I'm preparing a viv for some ackies and was wondering if there was any way to make my own excavator substrate. The excavator substrate allows you to use moisture to shape structures which once dried, are 'brittle' enough to burrow through and also resist tunnel collapse. 

The reason is I've heard that the zoo med stains all reptiles red. Also, it seems quite dear for what it is. 
Ackies burrow like mad and I'd like to give them a playground to shape as they please....(with some creative guidance given). 

I was thinking of a mixture of playsand, top soil and clay powder. Though, I'm not entirely sure what proportions would work. Has anyone done this before? Has anyone achieved something similar with different materials?

All inputs are appreciated. 
:2thumb:


----------



## OrigamiB (Feb 19, 2008)

you could use clay, theres a guy in the invert section who has made some amazing dry vivs for T's with clay.

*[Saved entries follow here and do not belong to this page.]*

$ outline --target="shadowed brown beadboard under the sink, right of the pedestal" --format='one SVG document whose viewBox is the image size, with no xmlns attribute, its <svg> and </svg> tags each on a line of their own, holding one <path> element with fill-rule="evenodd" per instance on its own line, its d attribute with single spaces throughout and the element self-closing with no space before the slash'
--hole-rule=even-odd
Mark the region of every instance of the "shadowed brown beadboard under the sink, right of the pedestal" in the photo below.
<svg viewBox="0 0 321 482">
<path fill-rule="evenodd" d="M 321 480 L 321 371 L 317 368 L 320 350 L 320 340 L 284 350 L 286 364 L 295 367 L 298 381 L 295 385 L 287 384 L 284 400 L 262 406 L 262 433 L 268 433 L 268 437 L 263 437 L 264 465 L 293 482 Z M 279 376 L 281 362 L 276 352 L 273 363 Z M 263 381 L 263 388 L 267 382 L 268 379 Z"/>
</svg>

If you want similar qualities to the excavator stuff the shop I used to work at used to use a tortoise substrate? It was made by monkfield but can't for the life of me remember what it was. It was great stuff though, if you made it wet it would be shapeable and when dry would set rock solid/brittle. It didnt contain any dyes but if broken up when dry it was very dusty (only downside really).

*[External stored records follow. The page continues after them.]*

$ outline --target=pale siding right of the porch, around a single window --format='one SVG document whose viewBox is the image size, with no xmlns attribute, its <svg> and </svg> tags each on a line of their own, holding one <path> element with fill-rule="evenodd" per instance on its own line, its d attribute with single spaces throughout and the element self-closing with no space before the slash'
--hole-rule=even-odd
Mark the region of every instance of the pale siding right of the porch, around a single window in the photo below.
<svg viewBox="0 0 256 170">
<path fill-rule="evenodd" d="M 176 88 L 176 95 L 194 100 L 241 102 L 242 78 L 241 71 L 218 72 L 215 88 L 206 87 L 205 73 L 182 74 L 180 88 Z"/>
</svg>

Other then that experiment I guess? Try mixing up clay with topsoils and coir/sand until you get a good consistency


----------



## OrigamiB (Feb 19, 2008)

I believe it was this:
Tortoise Terrain 10 Litre


----------



## snake in the grass (Jul 12, 2010)

Most ackie keepers use a soil/sand mixture.
That's what I personally use and it holds well.
Ask in the dwarf monitor or monitor and tegu thread, there are loads of keepers active on there that will maybe give you some more ideas.


----------